Template / Starter Code

# storage.py — filesystem-backed instance store
from collections import defaultdict
import contextlib, json, os, tempfile, threading
from pathlib import Path

class InstanceStore:
    def __init__(self, root: Path):
        self._root = root
        self._locks: defaultdict[str, threading.Lock] = defaultdict(threading.Lock)

    def _path(self, instance_id: str) -> Path:
        return self._root / "instances" / instance_id / "instance.json"

    def _read(self, instance_id: str) -> dict | None:
        path = self._path(instance_id)
        if not path.exists():
            return None
        return json.loads(path.read_text())

    def _write(self, instance_id: str, data: dict) -> None:
        path = self._path(instance_id)
        path.parent.mkdir(parents=True, exist_ok=True)
        fd, tmp = tempfile.mkstemp(dir=path.parent, suffix=".tmp")
        try:
            os.write(fd, json.dumps(data, default=str).encode())
            os.close(fd)
            Path(tmp).replace(path)
        except BaseException:
            with contextlib.suppress(OSError):
                os.close(fd)
            Path(tmp).unlink(missing_ok=True)
            raise

    def create(self, instance_id: str, **kwargs) -> dict:
        with self._locks[instance_id]:
            from datetime import UTC, datetime
            now = datetime.now(UTC).isoformat()
            data = {"instance_id": instance_id, "status": "starting",
                    "created_at": now, "updated_at": now, **kwargs}
            self._write(instance_id, data)
            return data

    def update(self, instance_id: str, **changes) -> dict | None:
        with self._locks[instance_id]:
            data = self._read(instance_id)
            if data is None:
                return None
            data.update(changes)
            from datetime import UTC, datetime
            data["updated_at"] = datetime.now(UTC).isoformat()
            self._write(instance_id, data)
            return data

    def list_all(self) -> list[dict]:
        instances_dir = self._root / "instances"
        if not instances_dir.exists():
            return []
        results = []
        for d in instances_dir.iterdir():
            if d.is_dir():
                data = self._read(d.name)
                if data:
                    results.append(data)
        results.sort(key=lambda i: i.get("created_at", ""), reverse=True)
        return results

    def delete(self, instance_id: str) -> bool:
        with self._locks[instance_id]:
            path = self._root / "instances" / instance_id / "instance.json"
            if not path.exists():
                return False
            import shutil
            shutil.rmtree(self._root / "instances" / instance_id)
            return True

Gotchas & Lessons Learned

1. Instance-rooted vs type-rooted directory layout. An earlier version used type-rooted paths (workspaces/{id}, logs/{id}). This was refactored to instance-rooted because: (a) deleting an instance required knowing all the type directories, (b) inspecting an instance required looking in 5+ directories, (c) archiving required a multi-path tar command.
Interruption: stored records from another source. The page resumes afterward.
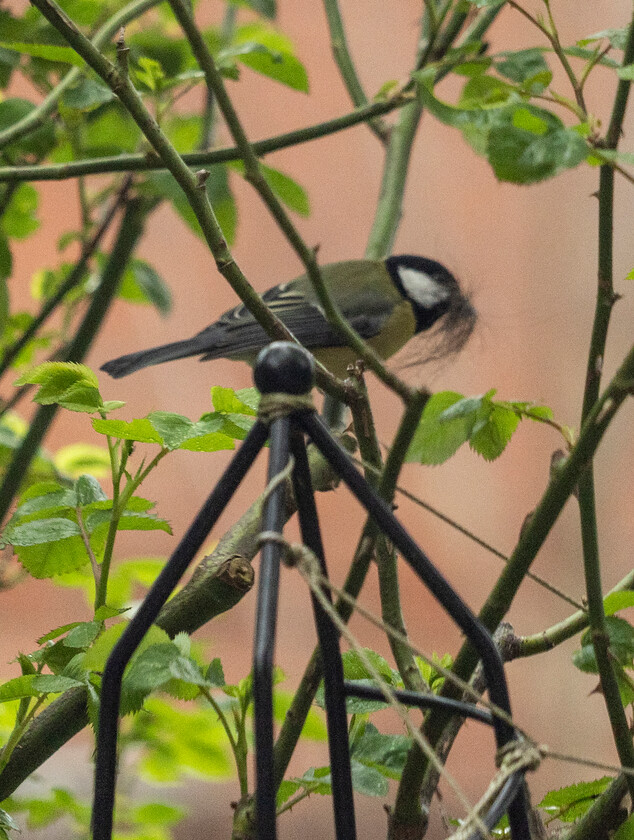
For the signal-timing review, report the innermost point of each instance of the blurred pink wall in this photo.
(529, 257)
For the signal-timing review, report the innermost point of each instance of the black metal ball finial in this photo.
(284, 367)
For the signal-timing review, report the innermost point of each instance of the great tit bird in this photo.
(386, 301)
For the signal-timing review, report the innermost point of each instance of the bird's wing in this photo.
(238, 334)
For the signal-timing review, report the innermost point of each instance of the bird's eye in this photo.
(421, 288)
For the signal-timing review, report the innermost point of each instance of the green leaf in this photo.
(86, 95)
(616, 37)
(142, 284)
(41, 531)
(88, 490)
(174, 429)
(490, 439)
(80, 458)
(228, 401)
(268, 52)
(7, 823)
(626, 830)
(17, 688)
(385, 753)
(215, 675)
(263, 7)
(621, 635)
(57, 632)
(571, 802)
(83, 635)
(54, 683)
(97, 655)
(285, 188)
(38, 142)
(127, 576)
(50, 52)
(182, 741)
(139, 430)
(437, 438)
(626, 72)
(6, 269)
(19, 220)
(217, 186)
(157, 814)
(616, 601)
(522, 155)
(520, 65)
(524, 144)
(69, 384)
(150, 73)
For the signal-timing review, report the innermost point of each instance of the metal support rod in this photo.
(438, 586)
(265, 623)
(106, 760)
(335, 695)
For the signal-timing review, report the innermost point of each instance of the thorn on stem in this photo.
(122, 51)
(201, 178)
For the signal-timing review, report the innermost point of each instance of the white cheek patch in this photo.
(422, 288)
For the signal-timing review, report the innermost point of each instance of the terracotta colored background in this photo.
(529, 257)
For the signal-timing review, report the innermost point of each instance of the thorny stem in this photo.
(150, 162)
(587, 504)
(74, 277)
(553, 37)
(257, 180)
(193, 185)
(341, 53)
(38, 116)
(561, 486)
(128, 235)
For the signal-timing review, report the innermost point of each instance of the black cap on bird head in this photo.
(438, 302)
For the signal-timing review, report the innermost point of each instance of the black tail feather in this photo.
(125, 365)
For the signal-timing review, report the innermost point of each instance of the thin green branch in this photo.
(128, 235)
(74, 278)
(39, 115)
(150, 162)
(587, 504)
(558, 633)
(219, 582)
(343, 59)
(254, 175)
(193, 185)
(476, 539)
(601, 819)
(407, 813)
(553, 37)
(296, 715)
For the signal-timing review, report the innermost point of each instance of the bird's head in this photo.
(437, 301)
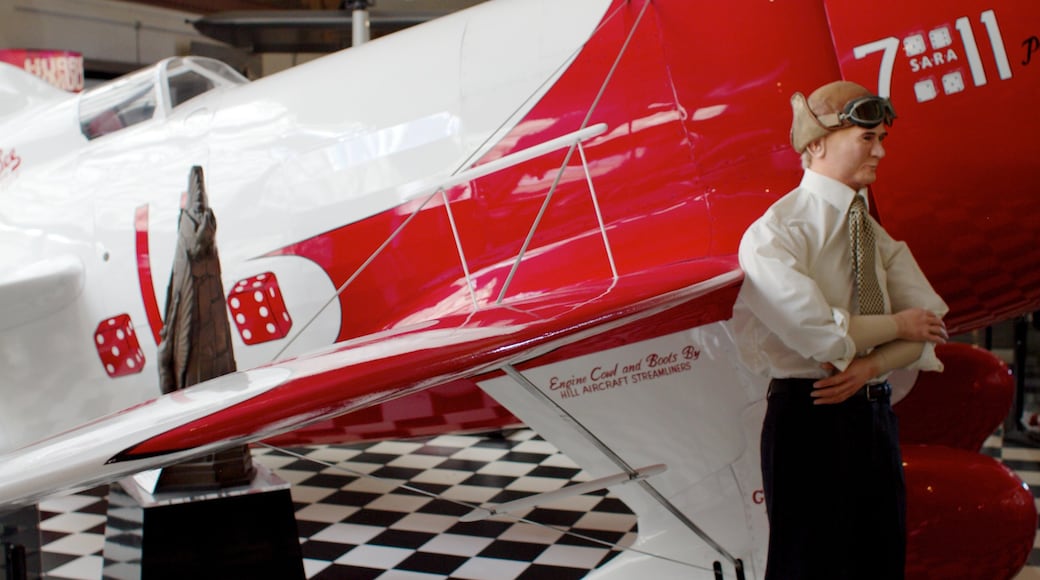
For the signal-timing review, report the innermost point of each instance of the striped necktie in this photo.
(862, 244)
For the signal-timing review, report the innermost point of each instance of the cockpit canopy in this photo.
(151, 93)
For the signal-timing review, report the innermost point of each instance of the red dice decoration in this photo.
(118, 346)
(258, 309)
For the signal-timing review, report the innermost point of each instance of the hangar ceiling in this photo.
(259, 26)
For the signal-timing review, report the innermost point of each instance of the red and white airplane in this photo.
(525, 210)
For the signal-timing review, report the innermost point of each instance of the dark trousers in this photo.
(834, 489)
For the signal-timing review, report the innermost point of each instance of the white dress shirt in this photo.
(793, 312)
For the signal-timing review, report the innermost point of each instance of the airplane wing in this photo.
(260, 402)
(33, 288)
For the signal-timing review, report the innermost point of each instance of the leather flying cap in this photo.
(826, 101)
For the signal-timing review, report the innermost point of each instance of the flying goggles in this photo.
(865, 111)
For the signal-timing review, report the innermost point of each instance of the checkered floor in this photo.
(359, 527)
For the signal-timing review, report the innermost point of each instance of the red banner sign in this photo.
(62, 69)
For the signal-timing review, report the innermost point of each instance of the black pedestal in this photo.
(236, 532)
(20, 543)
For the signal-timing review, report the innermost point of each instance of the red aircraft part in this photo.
(960, 406)
(991, 510)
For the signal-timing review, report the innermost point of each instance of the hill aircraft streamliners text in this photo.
(524, 211)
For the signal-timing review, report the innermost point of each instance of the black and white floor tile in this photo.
(357, 527)
(365, 528)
2. defaultdict(threading.Lock) memory note. Locks are never pruned. Each Lock is ~100 bytes. For hundreds of instances this is negligible. For millions, you'd need an LRU eviction strategy.

3. ensure_ascii=False in JSON dumps. Use ensure_ascii=False so that non-ASCII text (e.g., issue titles in languages other than English) is stored as-is rather than escaped to \uXXXX. This makes the JSON files human-readable and reduces file size.

4. default=str as a JSON serialization escape hatch. Using json.dumps(data, default=str) ensures that datetime objects, Paths, and enums serialize without crashing. It's a pragmatic choice for internal storage — you're trading strict type safety for crash resilience.

5. mkdir(parents=True, exist_ok=True) on every write. Both the store's _write and get_instance_dir create directories on every call. This seems wasteful but prevents a class of bugs where a directory was deleted between creation and use (e.g., during cleanup or testing). The exist_ok=True flag makes repeated calls cheap.